WINTER 2002 COURSE OUTLINE
Dr. Tom Hsiang, Department of Environmental Biology, University of Guelph
The Pesticide Dilemma
Pesticide Use in Agriculture and Forestry
Pesticide Use in Human Health
Pesticide Toxicity Testing
Pesticide Translocation & Penetration
Pesticide Residue Analysis
Pesticides in Food
Pesticides and Cancer
Environmental Effects of Pesticides
Contaminants in Pesticides
Resistance to Pesticides
Lectures Mondays, Wednesdays and Fridays, 8:30 - 9:20 in Axelrod 259
Evaluation of Students
|Midterm 1||15%||Date: January 28, 2002|
|Midterm 2||25%||Date: March 1, 2002|
|Writing assignments: Critiques||30%||Due dates: Jan 21, Feb 11, March 4 & March 25
Late penalty of 10% of assignment mark per day
|Final exam||30%||Date: April 18, 2002 (8:30-10:30)|
Generally, I will have regular office hours (the hour after lecture). Students should feel free to come at those times without an appointment. For other times, phone or make arrangements for a time that is mutually convenient. I particularly encourage you to use email to contact me.
T. Hsiang. Bovey 3227, phone 824-4120, Ext. 2753.
Exam Conflicts, Illness etc.
Please advise me of examination conflicts as soon as possible. If you have
an illness or other problem, please see your program counsellor and ask them
to issue a notice to instructors.
A. The Calendar Description
ENVB-3030 Pesticides and the Environment F,W (3-2) [Note the 2 hours for lab/discussion session is for the term paper in case we need discussion sessions]. The role and use of synthetic and natural pesticides by society and the effects of these pesticides on biological activities in the environment.

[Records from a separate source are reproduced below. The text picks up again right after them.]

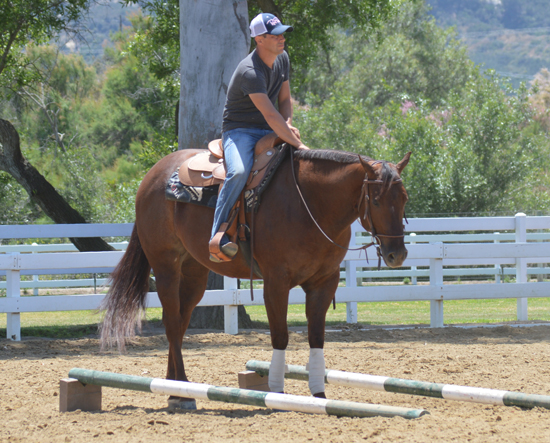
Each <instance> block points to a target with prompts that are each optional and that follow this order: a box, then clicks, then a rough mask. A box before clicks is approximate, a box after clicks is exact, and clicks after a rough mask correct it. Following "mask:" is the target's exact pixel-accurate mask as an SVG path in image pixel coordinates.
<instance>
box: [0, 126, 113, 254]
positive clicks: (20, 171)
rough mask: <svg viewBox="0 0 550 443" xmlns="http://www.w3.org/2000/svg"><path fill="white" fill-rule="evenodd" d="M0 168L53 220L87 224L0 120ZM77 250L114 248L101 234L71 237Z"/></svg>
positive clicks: (11, 131)
mask: <svg viewBox="0 0 550 443" xmlns="http://www.w3.org/2000/svg"><path fill="white" fill-rule="evenodd" d="M0 170H2V171H5V172H7V173H8V174H10V175H11V176H12V177H13V178H15V180H17V182H18V183H19V184H20V185H21V186H23V188H24V189H25V191H27V193H28V194H29V196H30V198H31V200H32V201H33V202H34V203H36V204H37V205H38V206H40V208H41V209H42V210H43V211H44V213H45V214H46V215H47V216H48V217H50V218H51V219H52V220H53V221H54V222H55V223H60V224H61V223H71V224H72V223H87V221H86V220H85V219H84V217H82V216H81V215H80V214H79V213H78V211H76V210H75V209H74V208H73V207H71V205H70V204H69V203H67V201H66V200H65V199H64V198H63V197H62V196H61V195H60V194H59V193H58V192H57V191H56V190H55V188H54V187H53V186H52V185H51V184H50V183H49V182H48V181H47V180H46V179H45V178H44V176H43V175H42V174H40V172H38V171H37V170H36V168H34V167H33V166H32V165H31V164H30V163H29V162H28V161H27V160H26V159H25V157H23V154H22V153H21V146H20V142H19V134H18V133H17V131H16V130H15V128H14V127H13V125H12V124H11V123H10V122H8V121H6V120H2V119H0ZM69 240H70V241H71V242H72V243H73V244H74V245H75V246H76V248H77V249H78V250H79V251H113V250H114V248H113V247H112V246H111V245H109V244H108V243H107V242H106V241H104V240H103V239H102V238H100V237H93V238H70V239H69Z"/></svg>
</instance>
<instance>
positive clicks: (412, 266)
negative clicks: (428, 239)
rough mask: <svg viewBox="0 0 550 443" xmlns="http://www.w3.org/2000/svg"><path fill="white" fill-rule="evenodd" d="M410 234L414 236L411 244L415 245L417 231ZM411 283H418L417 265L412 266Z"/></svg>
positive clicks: (413, 236)
mask: <svg viewBox="0 0 550 443" xmlns="http://www.w3.org/2000/svg"><path fill="white" fill-rule="evenodd" d="M410 236H411V237H412V238H411V241H410V244H411V245H415V244H416V233H415V232H411V234H410ZM411 283H412V284H413V285H416V283H417V278H416V266H411Z"/></svg>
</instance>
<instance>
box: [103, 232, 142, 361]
mask: <svg viewBox="0 0 550 443" xmlns="http://www.w3.org/2000/svg"><path fill="white" fill-rule="evenodd" d="M150 272H151V265H150V264H149V261H148V260H147V257H146V256H145V253H144V252H143V248H142V247H141V242H140V241H139V237H138V234H137V230H136V226H135V225H134V229H133V230H132V235H131V237H130V243H129V244H128V247H127V249H126V252H125V254H124V256H123V257H122V260H120V262H119V263H118V265H117V267H116V268H115V270H114V271H113V273H112V274H111V276H110V288H109V291H108V292H107V295H106V297H105V298H104V299H103V302H102V303H101V305H100V307H99V309H100V311H104V314H103V322H102V324H101V325H100V331H101V349H102V350H103V349H105V348H106V347H111V346H113V344H114V343H116V344H117V345H118V349H119V351H120V352H123V351H124V350H125V345H126V341H127V340H131V339H132V338H133V337H135V331H136V328H137V329H138V330H139V331H141V318H142V313H143V312H144V310H145V299H146V296H147V292H148V289H149V275H150Z"/></svg>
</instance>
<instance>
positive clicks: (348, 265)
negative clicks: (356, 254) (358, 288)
mask: <svg viewBox="0 0 550 443" xmlns="http://www.w3.org/2000/svg"><path fill="white" fill-rule="evenodd" d="M346 287H348V288H356V287H357V264H356V263H354V262H353V260H347V261H346ZM346 322H347V323H357V302H354V301H353V302H350V301H348V302H346Z"/></svg>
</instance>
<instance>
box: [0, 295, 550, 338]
mask: <svg viewBox="0 0 550 443" xmlns="http://www.w3.org/2000/svg"><path fill="white" fill-rule="evenodd" d="M516 306H517V304H516V299H497V300H450V301H446V302H445V303H444V315H445V324H446V325H449V324H462V323H474V324H475V323H498V322H506V321H515V320H516ZM246 311H247V312H248V314H249V315H250V317H251V319H252V320H253V321H254V322H256V324H257V325H258V327H260V328H267V327H268V323H267V314H266V311H265V307H264V306H248V307H247V308H246ZM357 311H358V320H359V323H360V324H364V325H396V324H402V325H405V324H412V325H415V324H418V325H420V324H429V323H430V302H429V301H416V302H377V303H358V306H357ZM161 319H162V310H161V309H160V308H151V309H148V310H147V321H149V322H151V323H156V322H160V321H161ZM529 320H532V321H550V298H533V299H530V300H529ZM99 321H100V317H99V315H98V314H97V313H95V311H60V312H26V313H22V314H21V325H22V327H21V335H22V336H23V337H48V338H79V337H84V336H86V335H89V334H95V333H97V325H98V322H99ZM345 322H346V304H345V303H337V304H336V310H333V309H332V307H331V308H330V309H329V311H328V313H327V322H326V324H327V326H336V325H341V324H342V323H345ZM288 324H289V326H306V325H307V321H306V316H305V307H304V305H291V306H289V310H288ZM0 338H6V316H5V315H0Z"/></svg>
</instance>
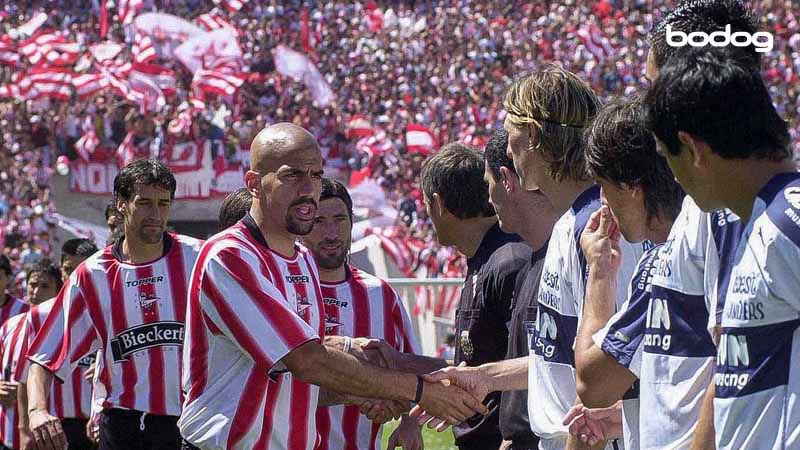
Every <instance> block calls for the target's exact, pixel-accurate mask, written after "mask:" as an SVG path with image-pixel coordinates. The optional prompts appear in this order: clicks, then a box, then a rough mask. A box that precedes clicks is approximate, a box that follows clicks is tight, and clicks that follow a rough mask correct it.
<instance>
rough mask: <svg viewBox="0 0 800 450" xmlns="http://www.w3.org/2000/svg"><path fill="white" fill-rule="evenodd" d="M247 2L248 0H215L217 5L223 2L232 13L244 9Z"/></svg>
mask: <svg viewBox="0 0 800 450" xmlns="http://www.w3.org/2000/svg"><path fill="white" fill-rule="evenodd" d="M246 2H247V0H214V4H215V5H219V4H220V3H221V4H222V6H224V7H225V9H227V10H228V11H230V12H232V13H235V12H237V11H239V10H240V9H242V7H243V6H244V4H245V3H246Z"/></svg>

Prerequisites: One first year biology course (BIOL1030, BIOL1040 or ZOOL1020) and one organic/environmental chemistry course (CHEM1040 or CHEM2300)

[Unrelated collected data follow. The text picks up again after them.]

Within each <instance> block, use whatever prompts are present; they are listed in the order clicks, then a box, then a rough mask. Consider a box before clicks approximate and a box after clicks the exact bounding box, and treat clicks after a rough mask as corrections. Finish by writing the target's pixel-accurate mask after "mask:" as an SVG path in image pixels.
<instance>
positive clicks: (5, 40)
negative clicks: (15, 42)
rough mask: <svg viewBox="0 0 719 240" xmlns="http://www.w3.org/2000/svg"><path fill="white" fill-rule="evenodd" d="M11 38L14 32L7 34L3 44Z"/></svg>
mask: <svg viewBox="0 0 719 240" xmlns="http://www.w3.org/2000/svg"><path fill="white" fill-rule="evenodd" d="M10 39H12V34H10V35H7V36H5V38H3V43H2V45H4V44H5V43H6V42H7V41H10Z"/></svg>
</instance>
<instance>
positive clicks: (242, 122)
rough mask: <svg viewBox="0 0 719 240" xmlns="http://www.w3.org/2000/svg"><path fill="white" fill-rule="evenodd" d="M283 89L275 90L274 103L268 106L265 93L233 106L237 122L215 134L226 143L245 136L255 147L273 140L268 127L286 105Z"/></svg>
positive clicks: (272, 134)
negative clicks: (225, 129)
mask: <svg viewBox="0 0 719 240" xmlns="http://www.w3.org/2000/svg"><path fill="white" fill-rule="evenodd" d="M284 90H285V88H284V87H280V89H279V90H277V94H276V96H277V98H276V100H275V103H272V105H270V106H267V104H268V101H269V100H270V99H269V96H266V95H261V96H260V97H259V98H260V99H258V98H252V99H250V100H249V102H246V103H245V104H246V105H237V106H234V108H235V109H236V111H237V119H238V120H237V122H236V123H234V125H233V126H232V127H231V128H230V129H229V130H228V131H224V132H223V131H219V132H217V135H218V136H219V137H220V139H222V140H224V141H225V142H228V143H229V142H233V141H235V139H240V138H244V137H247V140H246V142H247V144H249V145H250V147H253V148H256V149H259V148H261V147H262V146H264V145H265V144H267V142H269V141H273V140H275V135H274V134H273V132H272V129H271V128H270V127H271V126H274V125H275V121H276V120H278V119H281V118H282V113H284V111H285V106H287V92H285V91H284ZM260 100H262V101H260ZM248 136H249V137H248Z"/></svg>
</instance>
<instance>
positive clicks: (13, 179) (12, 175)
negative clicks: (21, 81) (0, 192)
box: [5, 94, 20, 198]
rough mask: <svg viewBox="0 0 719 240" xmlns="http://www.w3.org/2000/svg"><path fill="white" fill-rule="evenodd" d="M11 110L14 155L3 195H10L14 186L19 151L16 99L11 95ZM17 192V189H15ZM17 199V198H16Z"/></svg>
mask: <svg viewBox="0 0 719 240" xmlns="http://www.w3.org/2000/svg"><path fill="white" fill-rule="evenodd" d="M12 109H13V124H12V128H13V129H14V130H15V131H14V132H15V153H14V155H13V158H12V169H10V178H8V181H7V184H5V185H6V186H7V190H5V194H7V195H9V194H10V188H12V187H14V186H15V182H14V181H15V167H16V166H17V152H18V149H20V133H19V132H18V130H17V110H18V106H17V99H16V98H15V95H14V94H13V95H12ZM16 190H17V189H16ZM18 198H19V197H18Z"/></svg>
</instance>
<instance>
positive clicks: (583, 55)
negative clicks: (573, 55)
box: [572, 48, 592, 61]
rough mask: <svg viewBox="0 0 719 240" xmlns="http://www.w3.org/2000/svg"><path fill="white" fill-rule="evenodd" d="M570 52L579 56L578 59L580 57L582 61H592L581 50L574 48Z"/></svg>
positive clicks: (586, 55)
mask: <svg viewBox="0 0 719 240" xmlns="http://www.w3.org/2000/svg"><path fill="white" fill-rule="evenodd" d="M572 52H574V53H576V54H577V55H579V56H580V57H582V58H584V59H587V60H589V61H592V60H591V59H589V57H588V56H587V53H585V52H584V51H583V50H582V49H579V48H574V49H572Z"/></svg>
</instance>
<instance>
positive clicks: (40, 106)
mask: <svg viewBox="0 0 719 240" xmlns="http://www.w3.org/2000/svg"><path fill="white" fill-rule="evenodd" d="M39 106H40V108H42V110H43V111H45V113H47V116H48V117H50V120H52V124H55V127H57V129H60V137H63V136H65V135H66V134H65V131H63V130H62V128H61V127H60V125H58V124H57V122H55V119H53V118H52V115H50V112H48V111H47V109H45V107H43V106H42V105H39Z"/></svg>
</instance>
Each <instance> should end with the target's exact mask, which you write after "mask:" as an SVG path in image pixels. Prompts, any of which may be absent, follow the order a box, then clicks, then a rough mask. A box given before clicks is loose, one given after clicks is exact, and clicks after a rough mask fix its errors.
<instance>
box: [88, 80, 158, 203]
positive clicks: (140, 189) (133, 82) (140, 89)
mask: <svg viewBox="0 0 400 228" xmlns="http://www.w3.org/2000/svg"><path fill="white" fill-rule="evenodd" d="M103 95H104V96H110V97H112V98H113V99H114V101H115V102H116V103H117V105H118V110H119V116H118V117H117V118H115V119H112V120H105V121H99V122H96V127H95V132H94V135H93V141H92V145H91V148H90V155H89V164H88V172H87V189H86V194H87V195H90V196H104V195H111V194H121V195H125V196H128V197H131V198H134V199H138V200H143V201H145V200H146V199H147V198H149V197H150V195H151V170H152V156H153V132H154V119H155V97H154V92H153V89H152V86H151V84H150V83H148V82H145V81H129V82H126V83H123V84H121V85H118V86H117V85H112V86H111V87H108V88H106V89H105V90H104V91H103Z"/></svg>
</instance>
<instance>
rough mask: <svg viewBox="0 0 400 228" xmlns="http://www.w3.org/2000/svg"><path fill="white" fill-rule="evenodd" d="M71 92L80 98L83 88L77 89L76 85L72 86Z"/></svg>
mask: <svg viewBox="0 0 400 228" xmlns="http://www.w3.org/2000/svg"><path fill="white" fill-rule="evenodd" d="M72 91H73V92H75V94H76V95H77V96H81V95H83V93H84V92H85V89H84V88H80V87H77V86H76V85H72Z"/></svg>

"Chemical and Biological Pesticides in the Environment" by G.R. Stephenson et al. (2000) may be purchased for the course (~$35) from the instructor. This is the same version that was used last semester (Fall 2000), but it differs substantially from those used in prior years. All the material in these notes is fair game in the exams.

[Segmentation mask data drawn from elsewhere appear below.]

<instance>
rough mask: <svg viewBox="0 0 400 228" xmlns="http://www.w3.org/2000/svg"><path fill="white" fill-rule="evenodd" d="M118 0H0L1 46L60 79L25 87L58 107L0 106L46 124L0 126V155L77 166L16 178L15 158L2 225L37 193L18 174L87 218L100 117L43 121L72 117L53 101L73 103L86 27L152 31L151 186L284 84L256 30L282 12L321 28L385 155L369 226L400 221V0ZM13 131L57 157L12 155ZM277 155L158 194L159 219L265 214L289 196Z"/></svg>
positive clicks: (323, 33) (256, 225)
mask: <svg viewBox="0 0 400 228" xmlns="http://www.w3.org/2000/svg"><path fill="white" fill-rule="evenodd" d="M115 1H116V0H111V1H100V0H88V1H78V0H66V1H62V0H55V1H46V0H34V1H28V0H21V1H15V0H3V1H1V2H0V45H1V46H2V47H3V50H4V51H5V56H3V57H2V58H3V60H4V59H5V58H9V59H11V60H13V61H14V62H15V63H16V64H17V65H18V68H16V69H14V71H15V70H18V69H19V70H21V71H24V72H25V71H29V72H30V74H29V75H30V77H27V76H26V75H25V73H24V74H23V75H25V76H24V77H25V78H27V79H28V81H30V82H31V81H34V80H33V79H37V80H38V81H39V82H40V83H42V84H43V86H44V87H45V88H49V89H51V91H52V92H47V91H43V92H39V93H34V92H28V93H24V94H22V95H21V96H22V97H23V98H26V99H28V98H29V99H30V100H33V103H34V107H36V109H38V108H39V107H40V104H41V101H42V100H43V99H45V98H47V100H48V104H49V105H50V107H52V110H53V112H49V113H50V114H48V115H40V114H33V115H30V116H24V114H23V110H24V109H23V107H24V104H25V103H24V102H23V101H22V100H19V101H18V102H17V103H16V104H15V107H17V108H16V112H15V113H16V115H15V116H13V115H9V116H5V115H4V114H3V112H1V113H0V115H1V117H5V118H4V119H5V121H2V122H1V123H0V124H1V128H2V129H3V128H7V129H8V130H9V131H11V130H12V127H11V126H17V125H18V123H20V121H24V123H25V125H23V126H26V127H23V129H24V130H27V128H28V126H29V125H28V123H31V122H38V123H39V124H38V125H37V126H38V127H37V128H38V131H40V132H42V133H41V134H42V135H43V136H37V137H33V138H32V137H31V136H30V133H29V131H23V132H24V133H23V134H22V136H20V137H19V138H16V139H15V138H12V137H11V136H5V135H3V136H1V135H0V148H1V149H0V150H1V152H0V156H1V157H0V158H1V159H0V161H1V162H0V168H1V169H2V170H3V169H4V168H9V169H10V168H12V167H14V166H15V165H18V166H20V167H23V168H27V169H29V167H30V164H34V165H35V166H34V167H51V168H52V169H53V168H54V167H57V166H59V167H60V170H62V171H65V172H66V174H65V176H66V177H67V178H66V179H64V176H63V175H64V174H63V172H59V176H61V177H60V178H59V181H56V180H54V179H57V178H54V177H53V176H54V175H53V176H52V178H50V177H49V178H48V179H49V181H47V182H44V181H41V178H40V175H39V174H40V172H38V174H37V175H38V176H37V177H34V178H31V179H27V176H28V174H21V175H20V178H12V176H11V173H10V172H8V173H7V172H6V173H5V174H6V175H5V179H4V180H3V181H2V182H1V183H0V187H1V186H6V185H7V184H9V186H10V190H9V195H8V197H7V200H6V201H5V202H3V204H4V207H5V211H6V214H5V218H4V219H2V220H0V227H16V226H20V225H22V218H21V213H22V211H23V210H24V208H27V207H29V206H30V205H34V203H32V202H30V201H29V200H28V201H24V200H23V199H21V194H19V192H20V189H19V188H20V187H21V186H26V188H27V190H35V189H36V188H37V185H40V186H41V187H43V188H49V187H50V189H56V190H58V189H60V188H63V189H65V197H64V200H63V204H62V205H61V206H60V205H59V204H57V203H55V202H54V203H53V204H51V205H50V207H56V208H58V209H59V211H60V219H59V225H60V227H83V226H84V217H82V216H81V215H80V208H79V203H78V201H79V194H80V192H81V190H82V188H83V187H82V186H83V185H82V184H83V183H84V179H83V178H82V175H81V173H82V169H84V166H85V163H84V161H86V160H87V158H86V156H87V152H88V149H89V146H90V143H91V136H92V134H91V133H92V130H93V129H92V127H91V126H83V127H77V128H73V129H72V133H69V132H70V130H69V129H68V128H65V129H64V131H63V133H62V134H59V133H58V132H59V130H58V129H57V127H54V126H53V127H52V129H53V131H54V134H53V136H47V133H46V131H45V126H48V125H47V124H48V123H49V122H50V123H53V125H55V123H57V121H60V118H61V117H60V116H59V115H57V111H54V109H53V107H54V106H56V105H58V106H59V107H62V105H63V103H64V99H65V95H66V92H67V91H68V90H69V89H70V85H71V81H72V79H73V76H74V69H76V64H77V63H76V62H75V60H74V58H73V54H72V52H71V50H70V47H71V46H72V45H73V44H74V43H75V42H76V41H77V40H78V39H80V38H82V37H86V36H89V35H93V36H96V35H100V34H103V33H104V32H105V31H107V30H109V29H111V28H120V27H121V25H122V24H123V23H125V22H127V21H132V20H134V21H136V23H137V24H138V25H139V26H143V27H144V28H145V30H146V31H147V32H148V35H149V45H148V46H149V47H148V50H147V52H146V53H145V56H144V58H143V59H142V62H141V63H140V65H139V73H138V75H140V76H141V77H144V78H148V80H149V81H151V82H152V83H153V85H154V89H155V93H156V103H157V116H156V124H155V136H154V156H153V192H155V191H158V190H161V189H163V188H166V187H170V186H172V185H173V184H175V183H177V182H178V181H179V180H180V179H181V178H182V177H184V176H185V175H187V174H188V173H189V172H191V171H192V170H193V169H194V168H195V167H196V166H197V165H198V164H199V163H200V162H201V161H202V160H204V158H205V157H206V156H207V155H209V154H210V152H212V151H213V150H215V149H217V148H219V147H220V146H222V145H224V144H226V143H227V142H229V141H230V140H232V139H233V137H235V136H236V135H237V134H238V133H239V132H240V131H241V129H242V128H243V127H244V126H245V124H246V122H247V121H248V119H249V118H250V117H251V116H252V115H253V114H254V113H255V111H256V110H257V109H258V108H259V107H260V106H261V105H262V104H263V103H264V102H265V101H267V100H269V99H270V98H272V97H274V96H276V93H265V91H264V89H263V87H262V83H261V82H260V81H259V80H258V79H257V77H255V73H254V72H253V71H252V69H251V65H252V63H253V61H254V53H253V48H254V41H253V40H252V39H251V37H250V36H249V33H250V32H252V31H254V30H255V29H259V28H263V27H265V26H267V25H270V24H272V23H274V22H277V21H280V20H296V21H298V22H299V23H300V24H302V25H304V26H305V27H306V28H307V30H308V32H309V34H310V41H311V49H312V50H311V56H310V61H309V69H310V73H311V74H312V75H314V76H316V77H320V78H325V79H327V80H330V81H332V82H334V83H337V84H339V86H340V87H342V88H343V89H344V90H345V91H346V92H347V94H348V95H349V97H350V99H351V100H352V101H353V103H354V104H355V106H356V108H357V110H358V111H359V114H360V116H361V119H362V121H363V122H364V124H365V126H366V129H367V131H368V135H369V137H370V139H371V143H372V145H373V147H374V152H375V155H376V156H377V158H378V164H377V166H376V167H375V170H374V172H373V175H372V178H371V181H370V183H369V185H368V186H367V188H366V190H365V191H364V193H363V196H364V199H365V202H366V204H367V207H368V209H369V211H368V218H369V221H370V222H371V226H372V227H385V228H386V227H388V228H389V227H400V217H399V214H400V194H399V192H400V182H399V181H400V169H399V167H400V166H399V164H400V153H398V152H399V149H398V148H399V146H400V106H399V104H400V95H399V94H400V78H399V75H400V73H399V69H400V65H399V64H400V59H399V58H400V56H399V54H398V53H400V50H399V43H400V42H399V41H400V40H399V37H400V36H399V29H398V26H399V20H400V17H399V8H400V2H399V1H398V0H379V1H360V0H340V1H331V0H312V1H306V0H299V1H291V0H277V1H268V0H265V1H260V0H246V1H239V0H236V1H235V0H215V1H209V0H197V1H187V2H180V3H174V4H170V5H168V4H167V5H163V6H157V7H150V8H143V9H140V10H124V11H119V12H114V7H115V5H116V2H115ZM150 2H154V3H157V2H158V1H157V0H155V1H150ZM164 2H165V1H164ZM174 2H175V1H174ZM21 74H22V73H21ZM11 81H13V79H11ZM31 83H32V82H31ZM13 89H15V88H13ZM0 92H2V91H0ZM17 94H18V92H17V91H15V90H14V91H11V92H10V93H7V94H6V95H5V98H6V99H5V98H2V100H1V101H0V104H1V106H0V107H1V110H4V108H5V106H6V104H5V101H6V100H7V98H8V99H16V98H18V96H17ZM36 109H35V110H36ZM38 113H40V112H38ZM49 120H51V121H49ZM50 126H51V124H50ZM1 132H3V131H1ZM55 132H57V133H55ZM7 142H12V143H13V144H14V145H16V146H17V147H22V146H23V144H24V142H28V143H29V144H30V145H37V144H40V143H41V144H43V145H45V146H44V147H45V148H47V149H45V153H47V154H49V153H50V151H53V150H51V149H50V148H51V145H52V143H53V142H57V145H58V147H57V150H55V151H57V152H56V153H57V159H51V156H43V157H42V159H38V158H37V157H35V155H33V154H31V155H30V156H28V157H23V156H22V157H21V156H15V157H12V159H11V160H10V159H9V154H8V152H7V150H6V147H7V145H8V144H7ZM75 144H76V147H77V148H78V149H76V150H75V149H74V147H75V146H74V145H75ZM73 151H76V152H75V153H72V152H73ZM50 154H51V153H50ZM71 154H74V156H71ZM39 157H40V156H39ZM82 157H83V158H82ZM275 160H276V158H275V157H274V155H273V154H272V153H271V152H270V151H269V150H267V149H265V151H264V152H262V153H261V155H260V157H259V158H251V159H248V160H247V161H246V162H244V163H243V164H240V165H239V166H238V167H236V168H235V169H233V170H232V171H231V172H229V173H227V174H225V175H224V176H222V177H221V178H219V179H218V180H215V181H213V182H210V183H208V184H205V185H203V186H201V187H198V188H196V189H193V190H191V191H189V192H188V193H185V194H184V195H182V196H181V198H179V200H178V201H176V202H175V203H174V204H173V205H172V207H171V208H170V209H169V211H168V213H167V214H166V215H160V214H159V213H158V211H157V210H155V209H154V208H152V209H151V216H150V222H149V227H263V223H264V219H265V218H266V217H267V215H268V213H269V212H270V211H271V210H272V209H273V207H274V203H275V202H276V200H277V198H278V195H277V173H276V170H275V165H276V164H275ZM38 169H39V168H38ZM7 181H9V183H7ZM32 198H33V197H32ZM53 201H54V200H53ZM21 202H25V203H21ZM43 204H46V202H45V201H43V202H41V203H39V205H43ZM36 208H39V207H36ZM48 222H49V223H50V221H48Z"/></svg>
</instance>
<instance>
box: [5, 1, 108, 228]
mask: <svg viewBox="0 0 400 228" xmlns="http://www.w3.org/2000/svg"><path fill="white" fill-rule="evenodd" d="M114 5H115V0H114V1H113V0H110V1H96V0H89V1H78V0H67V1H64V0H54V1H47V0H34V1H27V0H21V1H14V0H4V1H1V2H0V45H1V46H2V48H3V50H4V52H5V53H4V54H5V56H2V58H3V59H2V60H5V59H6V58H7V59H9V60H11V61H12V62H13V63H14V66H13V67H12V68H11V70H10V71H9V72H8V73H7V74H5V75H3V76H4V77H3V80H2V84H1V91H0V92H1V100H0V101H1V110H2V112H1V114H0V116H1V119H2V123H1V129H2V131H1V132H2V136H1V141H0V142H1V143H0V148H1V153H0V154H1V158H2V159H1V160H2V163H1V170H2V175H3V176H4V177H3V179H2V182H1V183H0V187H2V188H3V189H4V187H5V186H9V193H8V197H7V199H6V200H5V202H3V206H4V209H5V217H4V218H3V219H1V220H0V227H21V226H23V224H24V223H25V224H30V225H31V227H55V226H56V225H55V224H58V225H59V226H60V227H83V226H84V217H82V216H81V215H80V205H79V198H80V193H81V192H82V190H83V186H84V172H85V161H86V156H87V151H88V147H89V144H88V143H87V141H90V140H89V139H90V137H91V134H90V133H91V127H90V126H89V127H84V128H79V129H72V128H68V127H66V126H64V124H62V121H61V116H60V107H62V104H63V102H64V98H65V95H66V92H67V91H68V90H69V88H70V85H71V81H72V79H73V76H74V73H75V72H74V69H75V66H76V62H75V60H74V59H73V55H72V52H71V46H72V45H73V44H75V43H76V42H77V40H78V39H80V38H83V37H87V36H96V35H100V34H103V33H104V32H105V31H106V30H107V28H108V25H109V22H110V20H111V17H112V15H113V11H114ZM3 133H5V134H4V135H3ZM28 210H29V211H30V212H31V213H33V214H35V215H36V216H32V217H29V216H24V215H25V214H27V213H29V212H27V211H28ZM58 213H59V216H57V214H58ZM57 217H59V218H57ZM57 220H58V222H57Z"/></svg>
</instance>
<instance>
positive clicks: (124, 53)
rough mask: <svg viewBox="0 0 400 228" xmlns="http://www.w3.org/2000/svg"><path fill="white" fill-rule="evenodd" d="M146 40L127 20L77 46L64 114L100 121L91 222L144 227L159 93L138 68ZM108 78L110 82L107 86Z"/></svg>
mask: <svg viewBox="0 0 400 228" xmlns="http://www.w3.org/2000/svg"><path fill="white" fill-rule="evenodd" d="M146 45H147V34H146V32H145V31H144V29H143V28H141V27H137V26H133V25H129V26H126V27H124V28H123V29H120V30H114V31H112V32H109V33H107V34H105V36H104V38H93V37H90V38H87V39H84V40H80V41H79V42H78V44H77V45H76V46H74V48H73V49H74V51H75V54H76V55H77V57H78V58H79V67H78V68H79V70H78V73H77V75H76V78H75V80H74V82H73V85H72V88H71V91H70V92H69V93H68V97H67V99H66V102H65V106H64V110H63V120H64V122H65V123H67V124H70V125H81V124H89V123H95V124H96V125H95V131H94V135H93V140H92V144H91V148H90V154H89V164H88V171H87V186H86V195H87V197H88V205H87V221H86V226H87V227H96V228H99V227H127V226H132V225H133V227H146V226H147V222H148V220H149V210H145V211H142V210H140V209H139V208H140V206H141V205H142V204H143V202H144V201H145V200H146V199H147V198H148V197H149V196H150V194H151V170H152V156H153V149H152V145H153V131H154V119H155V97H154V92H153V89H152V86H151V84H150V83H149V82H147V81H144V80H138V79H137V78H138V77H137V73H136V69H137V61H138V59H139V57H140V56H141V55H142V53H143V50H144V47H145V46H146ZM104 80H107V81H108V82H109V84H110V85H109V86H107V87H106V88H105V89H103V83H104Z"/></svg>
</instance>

B. Objectives of the Course
In addition to addressing the University Learning Objectives, students will learn the following. The student will be expected to be able to recognize and describe chemical groups of pesticides. The student will be expected to be able to define the chemical, physical and biological properties of pesticides which are important in determining their effects on target and non-target organisms in the environment. The student will be expected to predict the probable fate of a pesticide in the environment or choose from a group of pesticides the one most suitable for a particular use if given the relevant information about the pesticide and its proposed use.
C. Synoptic Statement of the Material to be Covered in the Course
Survey the current use of pesticides in health, agriculture, and forestry.
Review the various types of pesticides, their classification, their origins and mode of action.
Discuss pesticide metabolism and residues in food
Discuss fate and movement of pesticides in the environment.
Discuss food chains and effects of pesticides on animal and plant life in land and aquatic environments.
Discuss pesticide resistance.
Discuss ways to minimize the use and non-target effects of pesticides.
Discuss the development of biological pesticides and their uses.
Discuss the registration of pesticides and the regulation of their use.
Critique popular literature on pesticides and the
D. Academic Honesty and Integrity
It is the student's responsibility to read and to
comply with the policies regarding Academic Misconduct at the University of
Guelph (see pages 28-30 in the Undergraduate Calendar 2001-2002). Of particular
relevance to this course is honesty during exams, honesty in written assignments,
and honesty with respect to medical excuses. In fairness to you and to other
students in the class, academic misconduct will not be tolerated and will
be dealt with firmly.
Examples of academic misconduct in written assignments include: 1) lack of quotation marks: plagiarism has occurred if the author does not place quotation marks around word-for-word copying of print or electronic format source material even though the source is correctly cited; and 2) degree of fidelity to sources - plagiarism has occurred if the author's writing is clearly recognizable as essentially derived from cited or uncited print or electronic format sources, even though the author has altered the original source material by inverting word or sentence order, or substituting synonyms.